Today's Papers

Scams and Smokes

Corruption and cigarettes dominate today. There’s even corruption involving cigarettes. USA Today leads with the call by Teamsters union presidential candidate James P. Hoffa for a special prosecutor to look into allegations that union president Ron Carey and the Democratic party may have been illegally funding each other in 1996. The Washington Post leads with rampant abuses of the D.C. employment disability system. The Wall Street Journal front-page “World Wide” news box refers to an AP story about the head of the World Health Organization saying that cigarette makers now under increasing restrictions in the U.S. should not be allowed to expand into other countries. The New York Times goes with a lengthy expose charging that the world’s largest tobacco companies are selling billions of dollars’ worth of cigarettes each year to traders and dealers who funnel them into the black market. The Los Angeles Times lead is that according to Census Bureau projections, a steady rise in births and a continuing stream of immigrants will add nearly 18 million people to California’s population by 2025.

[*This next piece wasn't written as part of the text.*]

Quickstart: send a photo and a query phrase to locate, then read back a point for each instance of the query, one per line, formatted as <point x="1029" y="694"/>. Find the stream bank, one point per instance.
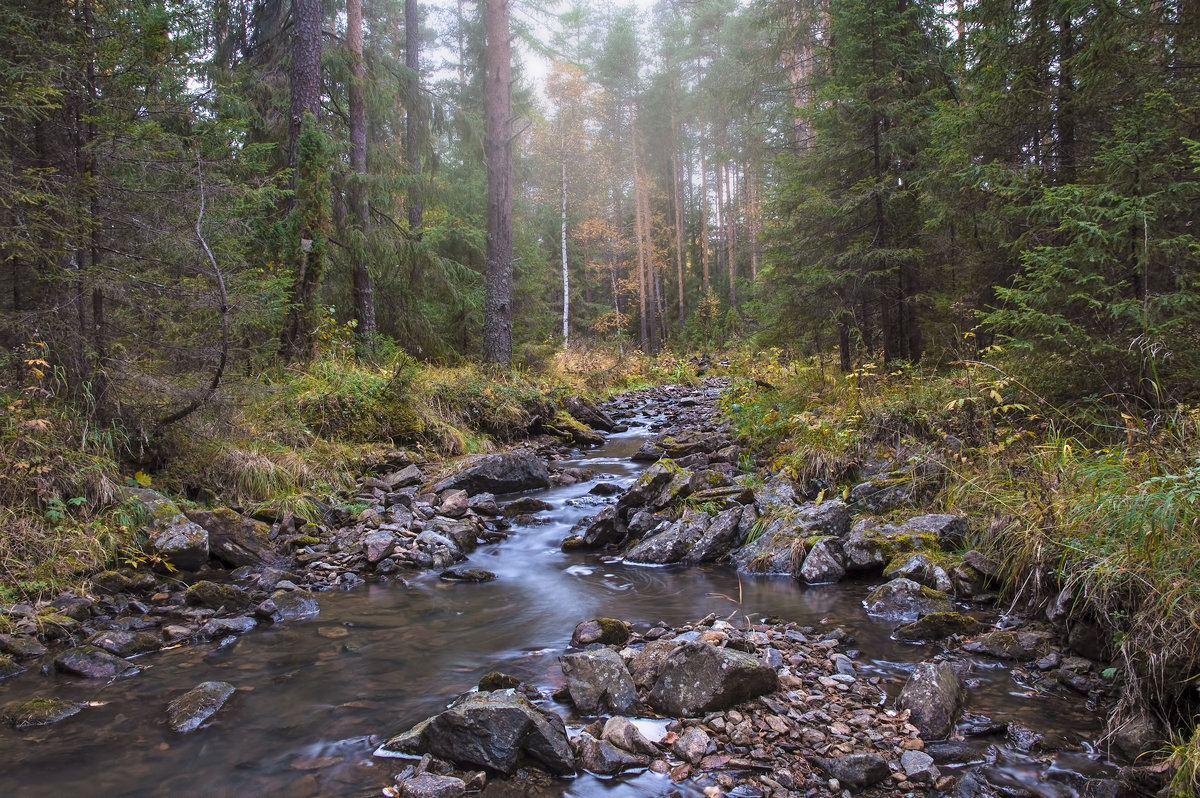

Although the tobacco companies deny doing anything to abet the smuggling of their product, the Times piece surveys recent criminal cases in Spain, Italy, and China that show otherwise. The reason this is an important story is directly connected to the WHO director’s remarks. If governments can’t regulate the illegal inflow of cigarettes into their countries, they can’t generate effective health programs for discouraging smoking, especially, notes the NYT, because smuggled smokes tend to be cheaper, which means teenagers can buy more of them.

The NYT front page has a story sure to further turn up the temperature about the ease with which potential donors of dubious backgrounds have gained access to this president. It seems that the organizers of a Ponzi scheme based on jewelry sales were, through a third-party political donation to the DNC, able to wangle a photo op with President Clinton, and then used the resulting photo in their promotional literature to snare more investors.

The WP is using the occasion of the recent takeover of many departments of the Washington, D.C. government by a new governing board as an opportunity to look carefully at some of the city messes that need cleaning up. Today’s lead details how since 1990, the District has spent more than $170 million on salaries and long-term medical expenses on city workers who file disability claims. The article reveals that the government allows people to file false claims with virtual impunity, because of generous rules and a lack of investigators. Often workers never have to go any further to get the money rolling in than getting a note from their own doctor.

A letter to the editor in the Post provides a picturesque example of the mentality that drives many such a problem inside the Marion Barry empire. The writer happened to be in a city water department office to discuss a water bill when she noticed what the employees were drinking from a large commercial tank supplied for the staff’s use–imported bottled water.